Gesturify

I nspiration We wanted to make sign language practice Inspiration We wanted to make sign language practice accessible and feedback-driven. Many learners rely on videos or an instructor—real-time, objective feedback is hard to get at scale. We built Gesturify to let anyone practice American Sign Language (ASL) with instant scoring and actionable tips using just a webcam and a lightweight backend.

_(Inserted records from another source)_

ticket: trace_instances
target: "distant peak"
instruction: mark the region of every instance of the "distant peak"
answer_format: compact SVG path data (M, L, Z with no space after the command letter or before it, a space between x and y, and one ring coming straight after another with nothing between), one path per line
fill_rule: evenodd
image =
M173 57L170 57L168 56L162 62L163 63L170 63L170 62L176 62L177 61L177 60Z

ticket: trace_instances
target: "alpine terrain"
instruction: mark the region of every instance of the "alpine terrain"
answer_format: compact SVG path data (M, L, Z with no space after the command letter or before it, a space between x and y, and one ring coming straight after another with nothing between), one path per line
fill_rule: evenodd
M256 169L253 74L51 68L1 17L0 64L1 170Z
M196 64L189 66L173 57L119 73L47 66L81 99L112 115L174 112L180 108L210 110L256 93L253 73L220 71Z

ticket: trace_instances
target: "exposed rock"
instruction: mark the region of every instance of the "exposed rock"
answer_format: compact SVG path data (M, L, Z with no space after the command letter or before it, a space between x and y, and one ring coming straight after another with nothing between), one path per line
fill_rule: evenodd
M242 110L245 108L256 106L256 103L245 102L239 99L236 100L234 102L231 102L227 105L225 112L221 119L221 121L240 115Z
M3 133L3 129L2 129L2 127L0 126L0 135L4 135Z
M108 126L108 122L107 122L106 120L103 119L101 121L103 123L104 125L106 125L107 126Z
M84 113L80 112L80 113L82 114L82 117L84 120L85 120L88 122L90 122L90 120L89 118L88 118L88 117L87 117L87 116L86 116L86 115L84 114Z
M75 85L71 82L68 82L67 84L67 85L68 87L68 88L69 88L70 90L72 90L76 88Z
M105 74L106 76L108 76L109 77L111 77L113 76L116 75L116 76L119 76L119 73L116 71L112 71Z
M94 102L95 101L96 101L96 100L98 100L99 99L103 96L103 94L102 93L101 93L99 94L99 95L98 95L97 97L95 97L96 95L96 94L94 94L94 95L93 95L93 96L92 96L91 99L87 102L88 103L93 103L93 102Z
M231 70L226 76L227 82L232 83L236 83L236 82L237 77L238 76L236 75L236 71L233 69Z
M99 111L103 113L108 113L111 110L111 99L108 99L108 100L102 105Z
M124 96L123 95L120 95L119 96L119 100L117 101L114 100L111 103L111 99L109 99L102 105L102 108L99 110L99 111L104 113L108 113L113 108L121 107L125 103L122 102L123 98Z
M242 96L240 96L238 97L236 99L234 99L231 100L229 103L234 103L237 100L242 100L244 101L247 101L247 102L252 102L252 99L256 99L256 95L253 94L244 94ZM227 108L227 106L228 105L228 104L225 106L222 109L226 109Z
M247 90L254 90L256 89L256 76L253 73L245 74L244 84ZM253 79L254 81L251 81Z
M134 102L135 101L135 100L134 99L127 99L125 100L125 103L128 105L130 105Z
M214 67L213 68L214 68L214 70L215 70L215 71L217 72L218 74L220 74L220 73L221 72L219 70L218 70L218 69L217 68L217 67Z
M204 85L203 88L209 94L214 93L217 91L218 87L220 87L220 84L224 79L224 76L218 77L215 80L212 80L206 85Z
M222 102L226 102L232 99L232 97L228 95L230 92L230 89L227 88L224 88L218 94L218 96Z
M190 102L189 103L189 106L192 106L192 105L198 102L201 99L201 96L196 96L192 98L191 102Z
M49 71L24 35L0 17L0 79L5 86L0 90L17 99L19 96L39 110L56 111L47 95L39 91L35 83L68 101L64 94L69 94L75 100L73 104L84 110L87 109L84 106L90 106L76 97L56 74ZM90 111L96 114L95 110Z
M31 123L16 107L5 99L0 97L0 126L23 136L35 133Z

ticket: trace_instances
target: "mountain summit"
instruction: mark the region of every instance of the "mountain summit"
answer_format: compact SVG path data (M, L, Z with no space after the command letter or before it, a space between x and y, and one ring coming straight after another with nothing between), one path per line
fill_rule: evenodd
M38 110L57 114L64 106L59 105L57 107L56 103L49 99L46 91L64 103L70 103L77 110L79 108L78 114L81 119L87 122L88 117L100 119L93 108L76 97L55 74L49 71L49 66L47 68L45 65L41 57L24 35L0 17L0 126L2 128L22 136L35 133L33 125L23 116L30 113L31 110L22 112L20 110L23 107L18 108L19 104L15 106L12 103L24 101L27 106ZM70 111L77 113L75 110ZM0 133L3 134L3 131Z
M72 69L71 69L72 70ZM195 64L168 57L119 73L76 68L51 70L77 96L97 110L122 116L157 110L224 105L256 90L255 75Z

What it does Gesturify captures hand landmarks from a webcam, sends them to a FastAPI scoring service, and returns a numeric score, pass/fail, and short tips to help the learner improve their sign. The frontend (Vite + React) runs in the browser, the backend (FastAPI) exposes endpoints like /api/words and /api/attempts for word lists and attempt evaluation, and Firebase handles authentication and user data storage when enabled.

How we built it

Frontend: Vite + React app for camera capture, landmark extraction pipeline, and a clean practice UI. Backend: FastAPI service that accepts frames of 21 hand landmarks per frame and runs the scoring logic. API docs are available via Swagger UI at /docs when running locally. Data flow: The frontend collects landmark frames, POSTs them to /api/attempts with the target word; the backend runs comparison/scoring logic and returns score, passed boolean, and tips. Dev tools & infra: Python 3.8+ with uvicorn for the API, npm for frontend, and optional Firebase integration for auth/storage (team members set up their own service account keys per backend/TEAM_SETUP instructions). Challenges we ran into

Landmark variability: different webcams, lighting, and hand orientations produce noisy landmarks; designing robust scoring that generalizes was tricky. Real-time UX vs. accuracy: keeping the UI responsive while sending enough frames for a reliable score required balancing sample size and latency. Data & modeling: building a meaningful scoring metric without a large labeled dataset meant relying on heuristics and iterative tuning, which limited accuracy for complex signs. Team setup: requiring individual Firebase service keys added friction for teammates during development and demos. Accomplishments that we're proud of

End-to-end demo: a working pipeline from webcam capture to backend scoring producing human-readable tips. Clear, documented API: interactive docs and example request/response bodies make the backend easy to test and extend. Modular design: frontend and backend are cleanly separated (Vite + React + FastAPI) so future models or UI improvements can be swapped in quickly. Practical guidance: the scoring output includes actionable tips (e.g., finger positioning or palm orientation) rather than only a score. What we learned

Practical hand-pose work requires careful preprocessing and normalization of landmarks to reduce noise. Small datasets and heuristics can be useful prototypes, but accuracy and fairness improve substantially with more labeled examples and community input. FastAPI + Vite is an excellent developer experience for hackathon timelines—fast iterations and clear API testing. Privacy matters: minimizing what gets stored, and making Firebase integration optional, are important considerations when working with camera data. What’s next for Gesturify

Improve scoring with a learned model trained on a larger, curated dataset and community-sourced examples. Expand vocabulary and include multi-word phrases and sentences. Add progress tracking, user accounts, and lesson plans (Firebase-backed). Mobile-friendly capture and offline-first support for low-connectivity users. Usability and accessibility testing with Deaf and hard-of-hearing community members to validate effectiveness and refine tips.